How would you describe your copywriter?

  1. Some English major you bring in as an implementer at the last minute to make sure your messaging is basically grammatically correct.
  2. You don’t have one; everyone at your company pitches in on marketing and sales copy.
  3. Some junior person at your high-priced agency whom you’ve never seen.
  4. Someone in-house or outsourced who is part of your marketing team and spends at least 50 percent of his or her account time writing.

If you picked “1,” you’re not alone. I run into this attitude frequently. Someone has a message. They want to communicate that message, whether through press releases, Web copy, e-mail campaigns or whatever. They (think) they need someone to just “make it look pretty.”

losmanGoing down this road, however, is like owning a football team, hiring your coaches to devise an offensive plan, and hiring a quarterback on game day to execute this plan. I foresee a plethora of missed snaps, fumbles, botched hand-offs, and interceptions.

Too dramatic? Hardly. A good copywriter is more than a simple implementer.
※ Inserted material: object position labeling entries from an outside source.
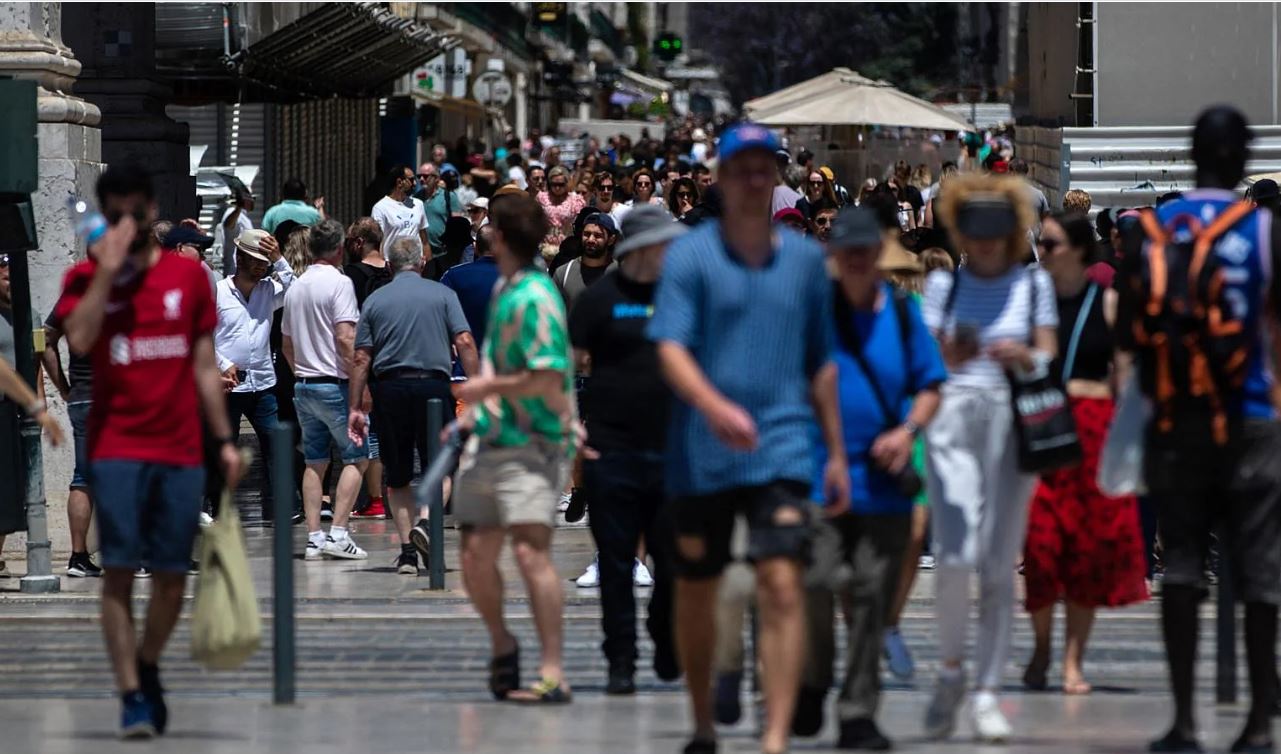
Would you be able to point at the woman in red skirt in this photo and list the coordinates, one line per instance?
(1083, 547)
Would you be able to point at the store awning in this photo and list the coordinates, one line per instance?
(848, 99)
(345, 49)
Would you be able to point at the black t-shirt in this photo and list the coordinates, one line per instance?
(367, 279)
(627, 401)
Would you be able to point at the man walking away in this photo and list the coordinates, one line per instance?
(1211, 461)
(522, 409)
(146, 319)
(737, 301)
(627, 425)
(319, 336)
(246, 304)
(406, 334)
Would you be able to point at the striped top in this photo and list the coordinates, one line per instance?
(758, 334)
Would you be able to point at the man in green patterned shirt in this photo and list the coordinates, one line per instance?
(523, 420)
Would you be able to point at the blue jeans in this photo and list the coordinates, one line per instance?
(323, 417)
(146, 512)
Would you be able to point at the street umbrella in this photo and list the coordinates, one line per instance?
(855, 100)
He or she needs to be completely in-tune to your products, services, markets, competition, story, challenges and goals to be the most informative and persuasive.

A good copywriter also will have ideas on how your message needs to be communicated…and disseminated.
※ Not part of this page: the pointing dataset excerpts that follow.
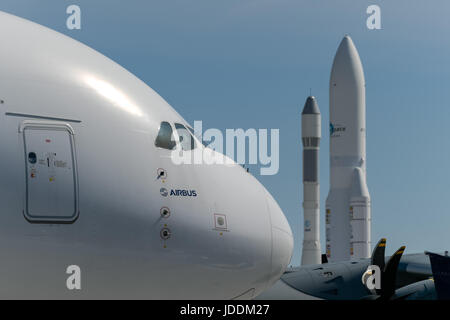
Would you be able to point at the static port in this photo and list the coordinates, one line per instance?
(165, 233)
(165, 212)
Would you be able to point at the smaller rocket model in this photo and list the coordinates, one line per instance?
(311, 133)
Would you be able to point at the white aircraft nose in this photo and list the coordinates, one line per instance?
(282, 240)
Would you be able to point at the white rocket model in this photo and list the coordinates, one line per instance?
(311, 133)
(348, 201)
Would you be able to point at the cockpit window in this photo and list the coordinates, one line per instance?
(165, 137)
(187, 142)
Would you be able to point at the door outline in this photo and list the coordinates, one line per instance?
(53, 126)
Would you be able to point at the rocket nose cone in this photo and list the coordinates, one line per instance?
(311, 106)
(347, 63)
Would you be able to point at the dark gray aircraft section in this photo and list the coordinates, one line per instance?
(407, 277)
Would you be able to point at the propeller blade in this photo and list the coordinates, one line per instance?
(389, 275)
(378, 254)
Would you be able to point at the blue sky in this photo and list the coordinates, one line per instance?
(250, 64)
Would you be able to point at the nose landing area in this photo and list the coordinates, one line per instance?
(282, 240)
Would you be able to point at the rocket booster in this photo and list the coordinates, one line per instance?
(348, 202)
(311, 134)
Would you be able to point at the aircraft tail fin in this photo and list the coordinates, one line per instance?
(440, 266)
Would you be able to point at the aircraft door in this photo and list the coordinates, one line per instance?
(51, 177)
If you picked “2,” you’re also not alone. Many small companies–especially in this economic climate–are trying to save money everywhere they can.

I would argue, however, that if you don’t have one person–in-house or outsourced–writing most of your high-level messaging, you’re doing yourself a major disservice. Your marketing manager is likely wearing many hats. He or she does not have time to craft all of the copy–or even spend the time on your copy that it needs. In addition, if everyone from your CIO to CEO are crafting external communications, what kind of centralized message do you really think you’re putting out?

And option 3? Well, this is also common. You spend tons of money on a PR or marketing agency. And then someone–quite often someone who has a great pen but very little business experience–is tasked at the 11th hour to implement the messaging that everyone else has come up with.

As you can imagine, I also hate this approach. Any agency worth its salt needs to have the copywriter present at your messaging and strategy meetings. Otherwise, there will be–repeat will be–a major disconnect in that implementation.

This approach can cost more hours on the back-end fixing problems. Would you rather spend money on a good product…or fixing a bad product?

Alas, for those of you who picked “4,” congrats! This is the way any company–from start-up to Fortune 500–should approach marketing.

If you don’t have the budget to pay a physical agency or someone in-house to concentrate on copywriting, there are alternatives: Independent contractors or virtual agencies you bring in on a project basis.

With both of these alternatives, you’re maximizing savings. And–usually–the quality of your marketing collateral. These are professionals who can make it on their own. They’re not trying to climb the corporate ladder. They enjoy writing and consulting.

They’re entrepreneurs.

They live and die with each client.

If you do have an in-house copywriter, or have a relationship with an agency or independent contractor, I recommend you “CC” your writer on any important issues going on at your company. The content he or she produces will be that much better as a result.

I also recommend you find a good writer early on in your marketing strategy phase.

Your writer ought to be a core part of your messaging machine. Not an afterthought.